June 6, 2018
Best Practices: What’s It Worth To You? Balancing The SBA’s 7a Business Valuation Requirements With a Seller’s Asking Price.
by Katherine D. Tohanczyn
When a small business owner looks to sell his or her business, the asking price generally includes not only the financial value and market benefits of the business but also emotional costs and returns. In many instances, an unsophisticated and eager buyer may overlook how such factors could be artificially inflating the asking price. As such, it is generally accepted that a truly reasonable purchase price can only be determined by an independent third party.
Consequently, the Small Business Administration (SBA) has included guidance in its Standard Operating Procedure (SOP) that requires a Lender financing a change of ownership with SBA 7a loan proceeds to obtain an independent business valuation from a qualified source, as defined in the SOP, if any one of the following three conditions is met:
- the amount being financed minus the appraised value of real estate and/or equipment is greater than $250,000;
- there is a close relationship between the buyer and seller (for example, transactions between family members or business partners); or
- the lender’s internal policies and procedures require an independent business valuation from a qualified source.

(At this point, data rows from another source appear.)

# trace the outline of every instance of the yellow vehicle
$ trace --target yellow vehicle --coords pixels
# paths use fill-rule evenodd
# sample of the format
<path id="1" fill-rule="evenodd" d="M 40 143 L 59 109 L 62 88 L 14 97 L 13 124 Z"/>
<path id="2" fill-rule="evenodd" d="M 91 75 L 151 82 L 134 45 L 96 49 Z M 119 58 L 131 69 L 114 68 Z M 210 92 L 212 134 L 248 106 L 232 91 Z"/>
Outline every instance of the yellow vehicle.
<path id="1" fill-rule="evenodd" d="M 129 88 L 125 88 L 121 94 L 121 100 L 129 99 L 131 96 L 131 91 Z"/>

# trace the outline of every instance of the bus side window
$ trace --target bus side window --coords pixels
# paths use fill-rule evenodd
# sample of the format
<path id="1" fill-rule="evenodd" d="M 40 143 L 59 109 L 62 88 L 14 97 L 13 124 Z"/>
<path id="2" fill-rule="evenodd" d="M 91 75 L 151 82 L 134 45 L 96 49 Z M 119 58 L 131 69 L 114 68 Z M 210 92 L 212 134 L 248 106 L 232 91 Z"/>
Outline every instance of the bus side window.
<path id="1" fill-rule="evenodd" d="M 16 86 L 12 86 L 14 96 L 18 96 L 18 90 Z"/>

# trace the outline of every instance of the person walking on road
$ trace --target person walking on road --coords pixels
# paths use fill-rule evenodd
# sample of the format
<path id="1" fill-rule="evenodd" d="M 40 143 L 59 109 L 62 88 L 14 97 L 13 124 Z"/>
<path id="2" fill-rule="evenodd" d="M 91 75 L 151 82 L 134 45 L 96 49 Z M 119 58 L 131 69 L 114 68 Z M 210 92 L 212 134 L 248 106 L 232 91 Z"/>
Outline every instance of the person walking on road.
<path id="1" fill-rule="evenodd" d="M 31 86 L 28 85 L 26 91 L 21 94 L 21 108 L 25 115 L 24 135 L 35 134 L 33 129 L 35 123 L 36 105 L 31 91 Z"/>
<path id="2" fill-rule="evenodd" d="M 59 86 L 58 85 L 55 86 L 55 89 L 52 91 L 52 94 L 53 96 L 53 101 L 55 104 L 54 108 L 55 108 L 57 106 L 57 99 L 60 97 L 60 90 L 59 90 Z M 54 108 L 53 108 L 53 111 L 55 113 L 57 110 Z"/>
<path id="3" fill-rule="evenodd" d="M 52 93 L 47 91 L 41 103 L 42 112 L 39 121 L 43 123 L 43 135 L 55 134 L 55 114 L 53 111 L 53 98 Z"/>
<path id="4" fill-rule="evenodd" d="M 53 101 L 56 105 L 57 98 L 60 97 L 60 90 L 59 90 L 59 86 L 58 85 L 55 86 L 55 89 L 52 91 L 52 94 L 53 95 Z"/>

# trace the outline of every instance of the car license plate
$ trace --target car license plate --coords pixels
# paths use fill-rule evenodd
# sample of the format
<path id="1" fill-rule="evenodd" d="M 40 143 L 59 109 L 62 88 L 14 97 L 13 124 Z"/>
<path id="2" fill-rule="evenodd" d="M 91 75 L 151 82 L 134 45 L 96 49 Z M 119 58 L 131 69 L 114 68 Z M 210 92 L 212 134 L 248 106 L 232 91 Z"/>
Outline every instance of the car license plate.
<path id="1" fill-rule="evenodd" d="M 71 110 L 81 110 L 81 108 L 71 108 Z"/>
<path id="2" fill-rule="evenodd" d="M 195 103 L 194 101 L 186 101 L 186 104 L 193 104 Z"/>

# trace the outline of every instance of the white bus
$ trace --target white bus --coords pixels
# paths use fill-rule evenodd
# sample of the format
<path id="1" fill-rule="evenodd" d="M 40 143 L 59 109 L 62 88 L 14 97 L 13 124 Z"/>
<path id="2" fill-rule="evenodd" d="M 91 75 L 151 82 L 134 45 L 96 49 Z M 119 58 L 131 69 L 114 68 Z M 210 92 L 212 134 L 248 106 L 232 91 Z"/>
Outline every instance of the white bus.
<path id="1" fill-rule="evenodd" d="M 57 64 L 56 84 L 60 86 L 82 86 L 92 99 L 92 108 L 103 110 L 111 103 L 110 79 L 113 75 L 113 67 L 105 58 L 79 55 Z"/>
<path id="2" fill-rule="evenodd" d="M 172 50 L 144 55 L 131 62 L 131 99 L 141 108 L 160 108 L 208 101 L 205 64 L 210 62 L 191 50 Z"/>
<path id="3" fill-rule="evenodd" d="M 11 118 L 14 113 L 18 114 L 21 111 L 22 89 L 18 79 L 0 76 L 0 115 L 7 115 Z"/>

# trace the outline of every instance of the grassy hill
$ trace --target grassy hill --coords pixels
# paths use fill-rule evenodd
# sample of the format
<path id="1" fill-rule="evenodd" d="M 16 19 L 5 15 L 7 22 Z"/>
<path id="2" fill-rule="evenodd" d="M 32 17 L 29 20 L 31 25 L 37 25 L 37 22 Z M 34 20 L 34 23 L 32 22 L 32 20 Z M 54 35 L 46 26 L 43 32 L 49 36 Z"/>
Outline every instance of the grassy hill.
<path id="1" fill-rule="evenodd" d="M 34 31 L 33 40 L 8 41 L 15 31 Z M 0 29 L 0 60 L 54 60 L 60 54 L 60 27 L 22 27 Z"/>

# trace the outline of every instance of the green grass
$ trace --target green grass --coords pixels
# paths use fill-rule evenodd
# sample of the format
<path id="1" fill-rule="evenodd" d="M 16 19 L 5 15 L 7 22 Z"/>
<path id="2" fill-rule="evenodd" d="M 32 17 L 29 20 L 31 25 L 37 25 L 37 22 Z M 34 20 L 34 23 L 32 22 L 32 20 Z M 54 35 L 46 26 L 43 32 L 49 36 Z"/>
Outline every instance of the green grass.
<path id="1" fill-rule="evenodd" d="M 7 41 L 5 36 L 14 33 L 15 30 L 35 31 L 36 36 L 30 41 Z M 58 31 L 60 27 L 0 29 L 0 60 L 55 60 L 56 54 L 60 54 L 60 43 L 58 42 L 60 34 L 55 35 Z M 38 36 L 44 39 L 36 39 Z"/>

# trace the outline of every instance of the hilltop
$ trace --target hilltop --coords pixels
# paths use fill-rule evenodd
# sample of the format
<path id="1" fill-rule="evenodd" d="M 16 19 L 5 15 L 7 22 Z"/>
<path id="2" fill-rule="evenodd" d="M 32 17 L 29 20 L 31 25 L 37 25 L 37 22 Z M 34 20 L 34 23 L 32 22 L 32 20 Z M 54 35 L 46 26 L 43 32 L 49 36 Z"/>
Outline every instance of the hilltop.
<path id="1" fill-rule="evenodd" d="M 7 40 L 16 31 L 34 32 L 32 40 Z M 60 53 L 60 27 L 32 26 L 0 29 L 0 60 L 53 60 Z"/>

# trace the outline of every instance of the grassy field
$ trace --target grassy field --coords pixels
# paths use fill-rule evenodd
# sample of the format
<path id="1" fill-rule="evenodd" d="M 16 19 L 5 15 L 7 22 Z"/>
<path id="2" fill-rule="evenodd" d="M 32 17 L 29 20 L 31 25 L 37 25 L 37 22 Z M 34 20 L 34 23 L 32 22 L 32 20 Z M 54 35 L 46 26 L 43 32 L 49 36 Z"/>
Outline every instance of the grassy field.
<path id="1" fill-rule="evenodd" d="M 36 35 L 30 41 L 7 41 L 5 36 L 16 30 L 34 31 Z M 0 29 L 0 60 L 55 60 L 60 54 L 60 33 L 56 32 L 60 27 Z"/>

Assuming all of the requirements set forth in the applicable SOP are met, the business valuation is deemed by the SBA to accurately reflect a reasonable purchase price for the business. To prevent the buyer of a small business from incurring additional debt unrelated to business operations – or more practically, an overextension of credit by lenders –, the SOP provides that “[a]ny amount(s) of the loan proceeds that will be used to facilitate a change of ownership may not exceed the business valuation.” While this requirement directly prevents a lender from using 7a loan proceeds to pay any amount in excess of the business valuation, the SOP is silent on whether the borrower may pay a premium for the business above what was deemed reasonable in the business valuation.
By the time a business valuation is received by a Lender, the deal has taken on a life of its own and the buyer is often solely focused on closing the deal – at any cost. In some situations, there may be practical reasons for the borrower paying a purchase price above the valuation. For example, the valuation may not take into account brand recognition or market share or may not accurately reflect the true value of the company’s competitive advantage (e.g., technology, trade secrets and talent).
Under these circumstances, a lender may decide to move forward with closing the loan. In making this business decision, it is prudent for a lender to thoroughly document its file to explain why the lender is comfortable with the Borrower paying above the business valuation. Where there is supporting financial or anecdotal support for the lender’s rationale, such information should also be included in the file.